Senado Federal Exame toxicológico
Exame toxicológico passa a ser obrigatório para CNH A e B após Congresso derrubar vetos
Nova regra vale para primeira habilitação de motos e carros; lei entra em vigor imediatamente após promulgação
08/12/2025 21h23
Por: Glaucia Melo Clark Fonte: Agência Senado

O Congresso Nacional derrubou nesta quinta-feira (4) quatro vetos presidenciais à Lei 15.153, de 2025, que altera pontos importantes do Código de Trânsito Brasileiro (CTB), especialmente nas regras para habilitação, transferência de veículos e exame toxicológico.

Com a derrubada dos vetos, motoristas das categorias A e B — destinadas a motos e carros — passam a ser obrigados a apresentar exame toxicológico negativo para obter a primeira Carteira Nacional de Habilitação (CNH). Até então, a exigência valia apenas para condutores das categorias C, D e E, que atuam no transporte de cargas e passageiros.

Clínicas poderão coletar o exame

Outro ponto importante que passa a valer é a autorização para que clínicas médicas de aptidão física e mental também atuem como postos de coleta para exames toxicológicos, o que deve ampliar o acesso e facilitar a realização dos testes.

Recursos de multas poderão custear CNH de baixa renda

A nova lei também permite o uso de recursos arrecadados com multas de trânsito para custear a habilitação de condutores de baixa renda, além de criar regras mais modernas para a transferência eletrônica de veículos.

Lei entra em vigor imediatamente

Deputados e senadores também derrubaram o veto à cláusula que previa a vigência imediata da lei.
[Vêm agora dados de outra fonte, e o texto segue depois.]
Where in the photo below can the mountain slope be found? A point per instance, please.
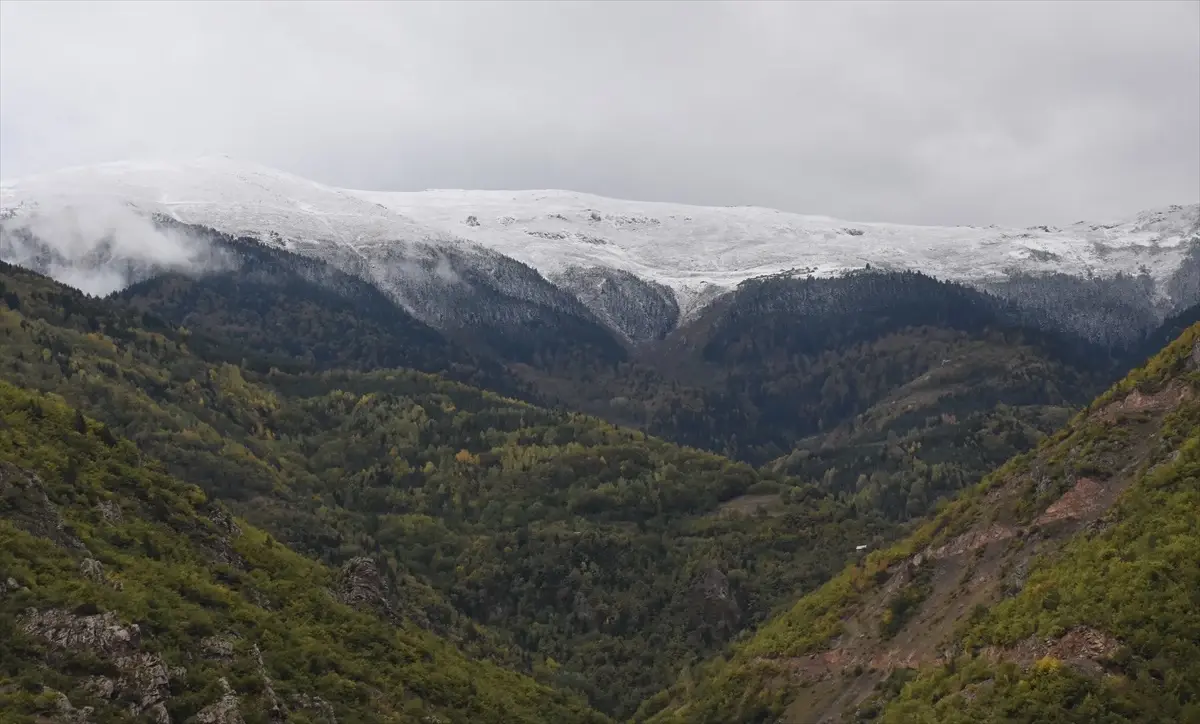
(696, 252)
(599, 557)
(1061, 586)
(126, 593)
O Ministério dos Transportes havia defendido um prazo maior para adaptação, com base na Lei de Introdução às Normas do Direito Brasileiro (LINDB), que prevê normalmente 45 dias entre a publicação e a entrada em vigor.

Com a derrubada do veto, no entanto, a Lei 15.153/2025 passa a valer assim que for oficialmente promulgada, sem prazo de carência.

Origem do projeto

A nova legislação é fruto do Projeto de Lei 3.965/2021, aprovado pela Câmara dos Deputados e pelo Senado Federal em dezembro de 2024.